In Nigeria, it’s common for husband and wife to hide small income, side hustles. That breaks trust and makes planning hard. Combine what you can, and agree on personal allowances. Use a simple method of 50 per cent needs, 30 per cent wants, 20 per cent savings. Adjust the percentage to fit your reality, but the structure keeps you from drifting.
More so, cut waste, not just cost. Cook more at home. Buy in bulk such staples like rice, beans, garri when prices dip.
Track “small leaks” such as daily roadside snacks, data subscriptions you don’t use, generator fuel for non-essentials. Again, share one car for close trips, use public transport when it makes sense.
Also, have at least one side hustle as a couple. Relying on one salary or one business is risky now. Pick something that fits your skills and time such as trading, tutoring, baking, small-scale farming, or online services.
Even N20,000 or -N50,000 extra income monthly eases pressure. The key is to start small and reinvest. Then, protect your peace as a couple. Money stress is the number one reason for fights. Don’t make big financial decisions when you’re both tired and angry.
Celebrate small wins: “We paid school fees without borrowing this term.” Remember, your marriage is not a competition with neighbours or Instagram families.
Also, lean on faith and community. Most Nigerian couples say this keeps them sane. Pray together, stay close to family and church or mosque groups. People are often willing to help with childcare, food, or job when they see you’re trying, and humble.
In good months, save extra and avoid lifestyle inflation. Keep a “dry season” fund. Even ₦10,000 or ₦20,000 helps cover two weeks of food and gas.
Please advise the government on how to tackle the state of the economy
The Federal government should make the country better by focusing on what touches daily life first such as security, power, food, and trust in institutions.
They should fix security and justice so people feel safe, localise policing and accountability. They should also fast-track justice, and reduce case backlog in courts. A system where criminals face consequences and innocent people aren’t stuck for years changes behaviour fast. Government should also address root causes, which include youth unemployment, farmer-herder clashes. Kidnapping for ransom need targeted programmes, not just force.

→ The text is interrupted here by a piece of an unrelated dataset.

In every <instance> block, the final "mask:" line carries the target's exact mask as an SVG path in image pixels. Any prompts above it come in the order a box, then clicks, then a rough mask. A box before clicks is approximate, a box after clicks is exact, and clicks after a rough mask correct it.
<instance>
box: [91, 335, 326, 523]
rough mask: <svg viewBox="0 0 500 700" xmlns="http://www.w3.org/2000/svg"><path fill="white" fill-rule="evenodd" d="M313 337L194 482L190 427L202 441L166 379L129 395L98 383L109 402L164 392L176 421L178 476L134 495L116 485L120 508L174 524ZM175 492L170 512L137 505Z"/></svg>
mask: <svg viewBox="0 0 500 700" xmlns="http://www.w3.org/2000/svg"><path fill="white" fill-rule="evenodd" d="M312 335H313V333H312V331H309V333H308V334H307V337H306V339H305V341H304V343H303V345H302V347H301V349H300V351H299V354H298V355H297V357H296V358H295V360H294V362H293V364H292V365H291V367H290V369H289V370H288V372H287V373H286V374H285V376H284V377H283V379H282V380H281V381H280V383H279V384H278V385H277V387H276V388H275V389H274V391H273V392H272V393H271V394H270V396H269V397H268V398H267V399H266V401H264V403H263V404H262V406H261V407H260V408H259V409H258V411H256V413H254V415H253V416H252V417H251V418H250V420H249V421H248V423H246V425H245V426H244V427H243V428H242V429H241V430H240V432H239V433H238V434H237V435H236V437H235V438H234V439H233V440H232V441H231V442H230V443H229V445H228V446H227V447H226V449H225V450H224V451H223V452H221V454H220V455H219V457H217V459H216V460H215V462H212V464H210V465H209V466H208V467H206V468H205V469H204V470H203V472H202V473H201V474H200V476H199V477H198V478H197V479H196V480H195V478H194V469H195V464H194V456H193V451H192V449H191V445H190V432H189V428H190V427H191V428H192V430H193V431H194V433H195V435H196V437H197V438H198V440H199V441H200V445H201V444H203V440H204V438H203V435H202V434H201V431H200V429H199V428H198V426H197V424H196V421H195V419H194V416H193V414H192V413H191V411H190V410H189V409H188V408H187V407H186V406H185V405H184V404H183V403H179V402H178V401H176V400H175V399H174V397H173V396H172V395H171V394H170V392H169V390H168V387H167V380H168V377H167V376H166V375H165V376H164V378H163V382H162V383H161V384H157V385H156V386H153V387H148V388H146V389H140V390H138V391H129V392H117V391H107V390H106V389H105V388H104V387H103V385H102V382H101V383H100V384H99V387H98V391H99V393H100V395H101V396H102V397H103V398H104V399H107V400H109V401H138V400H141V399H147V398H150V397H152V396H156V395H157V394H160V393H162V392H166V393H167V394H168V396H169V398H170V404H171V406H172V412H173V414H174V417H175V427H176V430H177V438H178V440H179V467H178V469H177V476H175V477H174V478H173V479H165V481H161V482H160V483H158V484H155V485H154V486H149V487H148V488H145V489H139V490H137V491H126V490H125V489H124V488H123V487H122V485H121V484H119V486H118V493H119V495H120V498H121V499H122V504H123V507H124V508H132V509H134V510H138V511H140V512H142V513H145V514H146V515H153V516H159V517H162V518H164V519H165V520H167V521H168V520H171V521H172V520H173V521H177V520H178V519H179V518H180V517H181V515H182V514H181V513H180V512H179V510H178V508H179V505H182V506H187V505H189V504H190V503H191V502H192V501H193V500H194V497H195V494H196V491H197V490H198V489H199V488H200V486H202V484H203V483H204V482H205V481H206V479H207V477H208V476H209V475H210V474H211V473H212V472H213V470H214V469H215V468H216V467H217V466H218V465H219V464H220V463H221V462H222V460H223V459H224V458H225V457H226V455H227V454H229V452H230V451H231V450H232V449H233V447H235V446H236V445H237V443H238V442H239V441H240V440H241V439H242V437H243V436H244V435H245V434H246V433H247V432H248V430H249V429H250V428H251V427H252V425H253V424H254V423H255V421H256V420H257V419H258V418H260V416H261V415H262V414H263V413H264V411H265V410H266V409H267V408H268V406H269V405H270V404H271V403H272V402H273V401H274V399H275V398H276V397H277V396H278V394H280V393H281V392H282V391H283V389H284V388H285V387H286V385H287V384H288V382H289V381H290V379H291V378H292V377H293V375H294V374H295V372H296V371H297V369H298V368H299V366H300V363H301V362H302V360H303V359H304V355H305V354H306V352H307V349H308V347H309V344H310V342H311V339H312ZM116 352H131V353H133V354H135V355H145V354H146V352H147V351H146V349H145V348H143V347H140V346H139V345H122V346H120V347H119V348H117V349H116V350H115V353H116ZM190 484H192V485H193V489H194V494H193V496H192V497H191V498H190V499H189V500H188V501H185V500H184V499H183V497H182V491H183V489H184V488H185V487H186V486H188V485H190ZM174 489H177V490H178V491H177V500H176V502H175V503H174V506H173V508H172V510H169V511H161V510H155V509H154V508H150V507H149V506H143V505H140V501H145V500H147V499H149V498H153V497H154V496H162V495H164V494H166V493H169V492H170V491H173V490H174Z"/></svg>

The government should also fix roads to ease transport, especially farm to market roads such as Lagos-Kano, Port Harcourt-Abuja, and farm roads. Cutting transport costs cuts food prices faster than subsidies.
They should try as much as possible to lower the cost of living without creating more waste, fight food inflation at the source by improving storage, reduce post-harvest loss, and secure farms so production rises. You can’t import your way out of food inflation forever.
Public money should be made available, visible and accountable. Government should publish budgets and spending in plain language, and reward states and Local Government Area’s (LGAs) that perform. The government should tie some federal grants to measurable results in education, health, and road maintenance. Competition works. Cut waste in government itself, fewer duplication of agencies, leaner delegations, and less spending on things that don’t serve citizens, are also important.
They should invest in people, not just projects, basic education and healthcare that actually function. A child in a public primary school should be able to read and do basic math by Primary three. That’s the minimum there should be Technical and vocational training tied to jobs, partnerships with private companies, so training leads to actual employment, not just certificates.
Protect merit in hiring and contracts. When people see that connection matters more than competence, they stop believing in the system.